There was also a Canadian study by Parker and Blanksby entitled “Starting age and aquatic skill learning in young children: Mastery of prerequisite water confidence and basic aquatic locomotion skills”. That study reported that children at the age of four can have mastery of water confidence and basic aquatic locomotive skills already. At 5.5 years of age, a child may be able to do front crawling remarkably. That is how young a child can readily learn to swim.
But how young is too young for a baby to learn swimming lessons? How effective is it for a baby to learn swimming?
The AAP (American Academy of Pediatrician) recommends that all children above one-year-old should learn to swim for it’s an important skill and it builds confidence. The co-founder and COO of Fitness Alive Philly, who started swimming classes for kids at 5 months old, have noticed that kids learned the mechanics of swimming quickly when they are confident. And due to swimming lessons, the babies would learn to blow bubbles on water, kick strongly and float on their backs. Eventually, they can learn to pull themselves out of water.
Balance and Movement Development Research from the Norwegian University of Science and Technology (NTNU) showed that babies who had swimming lessons have better balance and better grip than non-swimmers. The study was issued in May 2010 entitled, Child: Care Health and Development. This study started with 19 baby swimmers and 19 non-swimmers.
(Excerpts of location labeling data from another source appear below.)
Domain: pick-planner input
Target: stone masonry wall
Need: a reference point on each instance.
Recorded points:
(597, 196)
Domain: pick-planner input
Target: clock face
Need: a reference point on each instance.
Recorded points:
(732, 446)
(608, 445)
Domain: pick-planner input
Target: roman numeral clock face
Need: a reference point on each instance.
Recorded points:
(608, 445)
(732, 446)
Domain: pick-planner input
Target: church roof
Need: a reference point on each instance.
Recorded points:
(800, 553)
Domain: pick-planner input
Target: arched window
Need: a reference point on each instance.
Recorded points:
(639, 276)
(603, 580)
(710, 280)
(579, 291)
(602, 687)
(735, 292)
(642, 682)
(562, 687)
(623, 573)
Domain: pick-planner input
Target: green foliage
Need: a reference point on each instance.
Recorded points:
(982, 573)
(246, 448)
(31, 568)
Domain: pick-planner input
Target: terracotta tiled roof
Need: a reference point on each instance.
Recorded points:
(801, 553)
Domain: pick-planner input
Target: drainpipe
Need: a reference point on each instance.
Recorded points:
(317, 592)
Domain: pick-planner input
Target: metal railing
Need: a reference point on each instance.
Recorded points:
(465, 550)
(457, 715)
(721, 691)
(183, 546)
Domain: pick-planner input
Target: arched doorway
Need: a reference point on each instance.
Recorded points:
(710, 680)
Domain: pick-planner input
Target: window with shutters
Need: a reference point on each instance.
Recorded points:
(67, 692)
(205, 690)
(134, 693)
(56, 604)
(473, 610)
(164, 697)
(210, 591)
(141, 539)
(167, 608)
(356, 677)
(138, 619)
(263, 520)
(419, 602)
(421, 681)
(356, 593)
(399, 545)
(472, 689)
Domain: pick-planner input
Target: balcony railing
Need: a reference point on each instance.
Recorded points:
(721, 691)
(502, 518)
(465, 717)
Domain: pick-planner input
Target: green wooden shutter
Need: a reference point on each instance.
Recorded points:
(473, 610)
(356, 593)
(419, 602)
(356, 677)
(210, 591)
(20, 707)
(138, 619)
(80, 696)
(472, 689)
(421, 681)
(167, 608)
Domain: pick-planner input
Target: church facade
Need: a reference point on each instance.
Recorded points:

The baby swimmers had swimming lessons from age 2-3 months until 7 months. They were undergone series of exercises and pool activities with their parents. Up until 5 years old, these baby swimmers then turned to be good at swimming.
When being compared with the toddlers that are non-swimmers, the study has shown that the swimmers were the best with the exercise activities relating to balance and movement. The study showed that giving lessons to younger children would greatly affect their development and produces good results as they grow up. Specific training has an effect later in life.
Good for the heart and lungs
The heart and lungs of a baby swimmer are being kept strong with swimming. Swimming improves its strength and flexibility and increases their stamina. In fact, several studies have shown that swimming may increase the mortality rate.
A study by the Indiana University Bloomington’s Counsilman Center for the Science of Swimming found that swimming may slow down aging by decades. Their study was based on the traditional age markers such as blood pressure and lung function. With that, they found out that swimmers have strong lungs and good stamina, giving increase mortality rate to a person. So if swimming lessons start at a young age, all the more the increase in mortality rate.
A study in Australia by the Griffith University in Australia published in the online journal portal, the Griffith news revealed that children who swim are more advance in physical and mental development compared to their peers who don’t swim. This study was done to 7,000 children by the University.
It also showed that 3-5 years old who started swimming class at 11 months were ahead of the verbal skills, six months ahead in math skills, and two months ahead in literacy skills. In addition to that, there was a noted 17 months ahead in story recall and 20 months ahead in directions.
Better self-esteem and greater self-control
A German study by the Academic Achievement and Physical Education entitled “Early Motor Stimulation and Personal Development” showed that children at the age of four to six year old had greater self-control, stronger desire to succeed and are more comfortable in social situations than the non-swimmers. Thus, suggesting that swimming lessons must start at a younger age.
Swimming has its challenges and rewards and helps children to believe more in their abilities. So at an early age, it is best to teach baby to swim, because parents may not always be there to watch. Thus learning to swim earlier, may save their life in the future.